Esther había acudido al pasaje del Pez a visitar a Myriam, a la que tenía al corriente tanto de su vida como de sus propósitos, en demanda de consejo y al salir de su casa había prohibido a su hijo que saliera al exterior, ya que en aquellos días el clima de Sevilla era irrespirable, por lo caluroso, y turbulento, por el peligro latente que viciaba el aire. Las gentes estaban apostadas a las puertas de la aljama, se temía que hubieran disturbios, los cristianos alentados por las prédicas del arcediano de Écija y envalentonados por el nulo castigo que recibieron los que habían tomado parte en los desmanes del pasado marzo, se atrevían a tirar piedras a todo aquel que intentaba salir de la aljama, ante la pasividad del alguacil mayor, don Pedro Ponce de León, que parecía no querer enterarse de lo que se estaba fraguando en la judería. La pequeña Raquel estaba en el patio de detrás de la casa, al cuidado de una criada, tomando el sol del mediodía. Rubén, como de costumbre, había acudido a la sinagoga para preparar la circuncisión de un nacido que era inaplazable porque iba a cumplir el octavo día y a limpiar la
menorá,
que el humo de los cirios había oscurecido. En tanto, Benjamín buscaba desesperadamente al viejo criado pues era el único que, en aquellas circunstancias, le hacía caso.

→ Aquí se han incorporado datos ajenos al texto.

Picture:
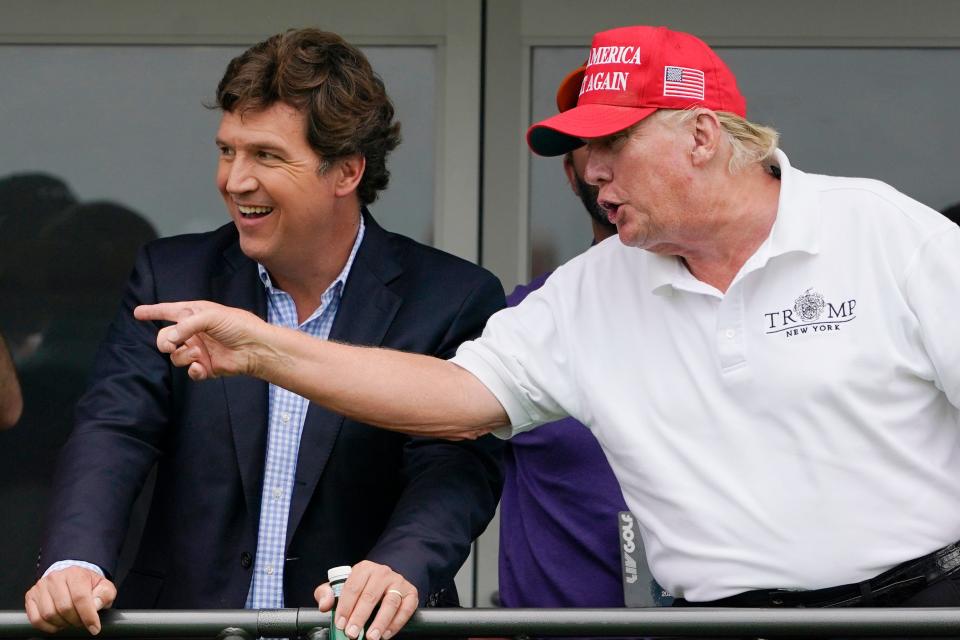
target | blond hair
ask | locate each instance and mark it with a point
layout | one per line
(751, 143)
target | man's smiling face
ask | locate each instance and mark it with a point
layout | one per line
(278, 192)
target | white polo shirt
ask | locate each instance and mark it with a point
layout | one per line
(799, 431)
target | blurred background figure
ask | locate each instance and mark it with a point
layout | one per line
(953, 212)
(559, 513)
(11, 400)
(63, 268)
(27, 202)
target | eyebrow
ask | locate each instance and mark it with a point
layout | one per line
(258, 146)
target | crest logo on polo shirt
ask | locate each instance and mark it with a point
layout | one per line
(811, 313)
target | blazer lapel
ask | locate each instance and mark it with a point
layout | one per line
(367, 308)
(238, 285)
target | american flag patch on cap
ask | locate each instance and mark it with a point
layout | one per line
(681, 82)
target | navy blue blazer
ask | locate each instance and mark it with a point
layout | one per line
(359, 492)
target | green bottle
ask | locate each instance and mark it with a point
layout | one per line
(336, 577)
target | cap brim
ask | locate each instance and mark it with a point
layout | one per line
(565, 131)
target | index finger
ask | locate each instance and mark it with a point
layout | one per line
(349, 602)
(171, 311)
(82, 594)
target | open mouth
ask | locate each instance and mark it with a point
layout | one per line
(254, 212)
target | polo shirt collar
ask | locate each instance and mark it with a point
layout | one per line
(796, 228)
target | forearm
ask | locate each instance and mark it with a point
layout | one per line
(410, 393)
(11, 399)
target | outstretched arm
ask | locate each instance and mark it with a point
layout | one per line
(11, 401)
(410, 393)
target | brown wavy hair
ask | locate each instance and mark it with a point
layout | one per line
(319, 73)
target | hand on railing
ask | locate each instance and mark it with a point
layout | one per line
(69, 597)
(371, 584)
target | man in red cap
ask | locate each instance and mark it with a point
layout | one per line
(771, 377)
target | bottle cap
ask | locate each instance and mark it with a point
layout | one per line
(338, 573)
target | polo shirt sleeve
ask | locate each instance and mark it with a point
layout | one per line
(522, 359)
(932, 289)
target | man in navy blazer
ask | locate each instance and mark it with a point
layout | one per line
(258, 492)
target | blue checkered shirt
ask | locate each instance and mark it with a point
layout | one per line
(286, 412)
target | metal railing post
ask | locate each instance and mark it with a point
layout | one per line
(242, 624)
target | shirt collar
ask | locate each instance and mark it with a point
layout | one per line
(796, 228)
(338, 282)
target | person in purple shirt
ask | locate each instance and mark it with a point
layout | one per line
(559, 510)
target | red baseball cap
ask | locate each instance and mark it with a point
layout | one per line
(632, 72)
(569, 89)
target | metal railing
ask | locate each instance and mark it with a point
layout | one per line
(311, 624)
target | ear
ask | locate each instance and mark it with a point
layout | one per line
(707, 134)
(349, 171)
(571, 172)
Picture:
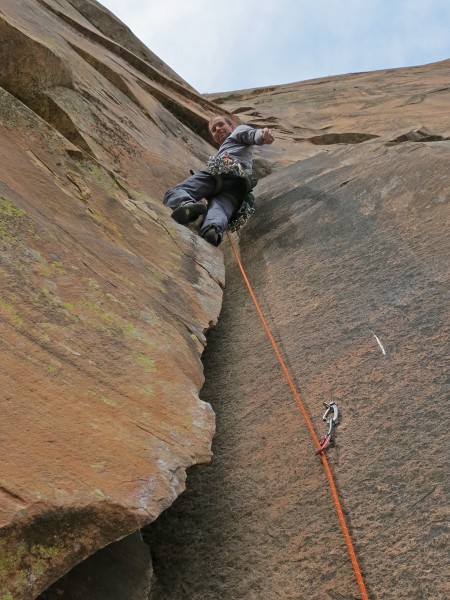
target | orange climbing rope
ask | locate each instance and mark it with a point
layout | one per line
(337, 503)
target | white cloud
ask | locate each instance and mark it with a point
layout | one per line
(218, 46)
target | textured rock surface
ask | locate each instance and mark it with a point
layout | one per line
(105, 302)
(314, 116)
(104, 299)
(347, 245)
(121, 570)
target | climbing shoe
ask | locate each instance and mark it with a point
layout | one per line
(212, 235)
(188, 212)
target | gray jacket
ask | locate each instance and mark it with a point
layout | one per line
(239, 144)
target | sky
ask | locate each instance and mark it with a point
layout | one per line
(228, 45)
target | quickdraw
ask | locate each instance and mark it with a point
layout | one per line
(332, 421)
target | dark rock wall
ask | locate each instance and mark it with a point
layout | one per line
(348, 255)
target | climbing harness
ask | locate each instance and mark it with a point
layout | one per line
(332, 421)
(317, 443)
(224, 165)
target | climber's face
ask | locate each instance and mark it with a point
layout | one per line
(220, 129)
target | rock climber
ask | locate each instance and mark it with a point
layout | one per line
(224, 183)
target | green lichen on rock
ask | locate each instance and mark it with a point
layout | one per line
(11, 313)
(8, 213)
(21, 565)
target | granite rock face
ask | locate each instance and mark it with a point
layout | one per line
(348, 253)
(104, 300)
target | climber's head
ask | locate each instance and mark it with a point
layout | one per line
(220, 128)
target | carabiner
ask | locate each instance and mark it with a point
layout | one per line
(331, 421)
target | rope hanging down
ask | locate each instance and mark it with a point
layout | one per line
(317, 443)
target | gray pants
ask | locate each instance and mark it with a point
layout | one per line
(201, 185)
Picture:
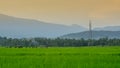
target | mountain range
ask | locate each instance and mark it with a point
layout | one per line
(26, 28)
(15, 27)
(95, 35)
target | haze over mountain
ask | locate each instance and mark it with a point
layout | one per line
(96, 35)
(108, 28)
(18, 28)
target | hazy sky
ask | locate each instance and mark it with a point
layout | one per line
(101, 12)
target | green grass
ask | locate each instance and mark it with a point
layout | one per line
(82, 57)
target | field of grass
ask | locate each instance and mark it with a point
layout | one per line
(82, 57)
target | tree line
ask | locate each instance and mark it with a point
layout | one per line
(57, 42)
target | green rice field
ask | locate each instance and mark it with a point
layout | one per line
(60, 57)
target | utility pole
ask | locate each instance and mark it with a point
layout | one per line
(90, 43)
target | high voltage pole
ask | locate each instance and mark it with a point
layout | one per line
(90, 33)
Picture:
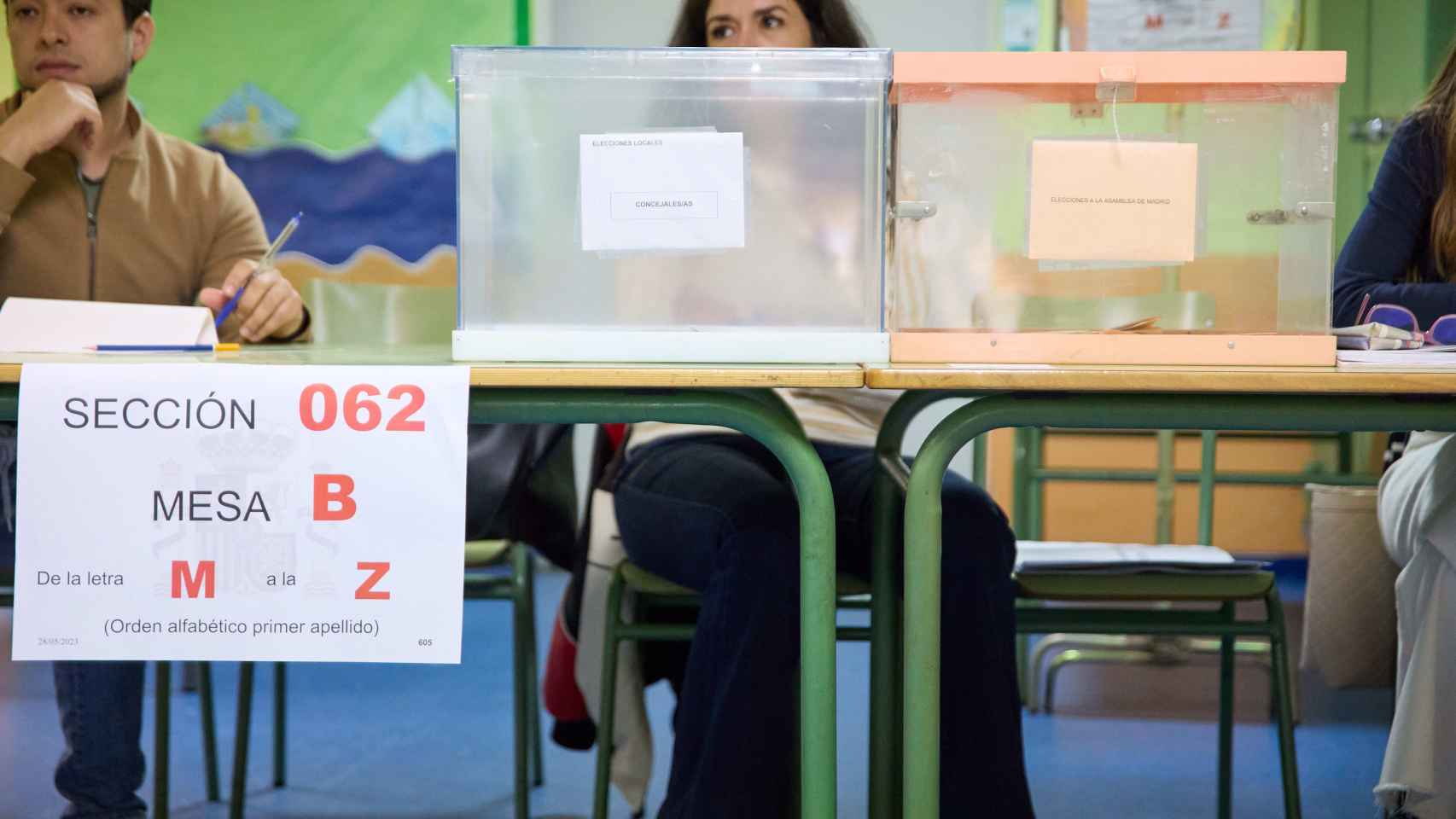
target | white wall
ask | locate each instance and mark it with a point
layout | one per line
(906, 25)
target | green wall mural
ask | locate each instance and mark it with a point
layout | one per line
(334, 63)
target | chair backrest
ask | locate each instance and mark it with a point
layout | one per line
(1181, 311)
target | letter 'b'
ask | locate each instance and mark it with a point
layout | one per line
(331, 498)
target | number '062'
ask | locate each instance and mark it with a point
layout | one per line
(361, 408)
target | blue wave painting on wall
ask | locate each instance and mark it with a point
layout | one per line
(366, 198)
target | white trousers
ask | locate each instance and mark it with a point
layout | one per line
(1418, 521)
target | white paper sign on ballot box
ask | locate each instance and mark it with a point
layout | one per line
(232, 513)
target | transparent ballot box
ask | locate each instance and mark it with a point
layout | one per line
(672, 204)
(1113, 208)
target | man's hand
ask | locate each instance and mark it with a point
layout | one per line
(270, 305)
(59, 113)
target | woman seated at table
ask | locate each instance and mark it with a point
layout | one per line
(1396, 268)
(713, 511)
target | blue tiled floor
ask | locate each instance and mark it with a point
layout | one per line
(418, 741)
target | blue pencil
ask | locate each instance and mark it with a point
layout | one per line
(165, 348)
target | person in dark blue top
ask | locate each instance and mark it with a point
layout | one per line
(1402, 251)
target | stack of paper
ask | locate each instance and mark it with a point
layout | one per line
(1050, 557)
(51, 325)
(1377, 336)
(1423, 358)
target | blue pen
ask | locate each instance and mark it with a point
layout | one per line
(267, 261)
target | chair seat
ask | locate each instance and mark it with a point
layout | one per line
(1150, 587)
(643, 581)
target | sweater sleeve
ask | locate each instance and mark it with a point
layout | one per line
(15, 183)
(237, 235)
(1389, 235)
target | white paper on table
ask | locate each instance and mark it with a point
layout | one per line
(663, 191)
(1123, 557)
(55, 325)
(105, 450)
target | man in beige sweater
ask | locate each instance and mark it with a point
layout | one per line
(95, 204)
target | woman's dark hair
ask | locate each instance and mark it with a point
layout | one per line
(831, 24)
(1439, 108)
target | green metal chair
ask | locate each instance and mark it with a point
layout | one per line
(853, 594)
(1029, 479)
(1163, 621)
(162, 748)
(1222, 590)
(482, 581)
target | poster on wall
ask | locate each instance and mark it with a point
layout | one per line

Se asomó al patio y vio el moisés de su hermana con el parasol protegiéndola del astro rey y a la doméstica agitando ante ella un sonajero hecho con una pequeña calabaza hueca dentro de la cual se agitaban unas semillas. Benjamín dio media vuelta y se dirigió a la entrada principal, la calle estaba desierta y el crío estaba aburrido. Se le ocurrió de repente que era fácil que Gedeón hubiera acudido a la tertulia que se formaba todos los días en la plaza del zoco junto a la travesía del Aceite, en una taberna en la que se reunían una tropa de viejos judíos venidos de todas partes que contaban hazañas de sus tiempos mozos y ocurridas en las ciudades de las que eran originarios. El niño fuese a su cuarto y, tomando su espada de madera y colocándosela en el cinto, y el mango de una escoba al que Gedeón había fijado una cabeza de caballo de mimbre, partió hacia la calle en busca del criado, suponiendo que estaría de vuelta antes de que su madre estuviera de regreso. Subió por Archeros hasta la plaza de Azueyca y al llegar a ella giró por la travesía del Tinte hacia la taberna. Los transeúntes con los que se cruzaba caminaban deprisa yendo a sus avíos, huyendo de un sol que caía a plomo, y nadie reparaba en un niño de su edad que, al parecer, iba en busca de alguien o a hacer una encomienda de su madre.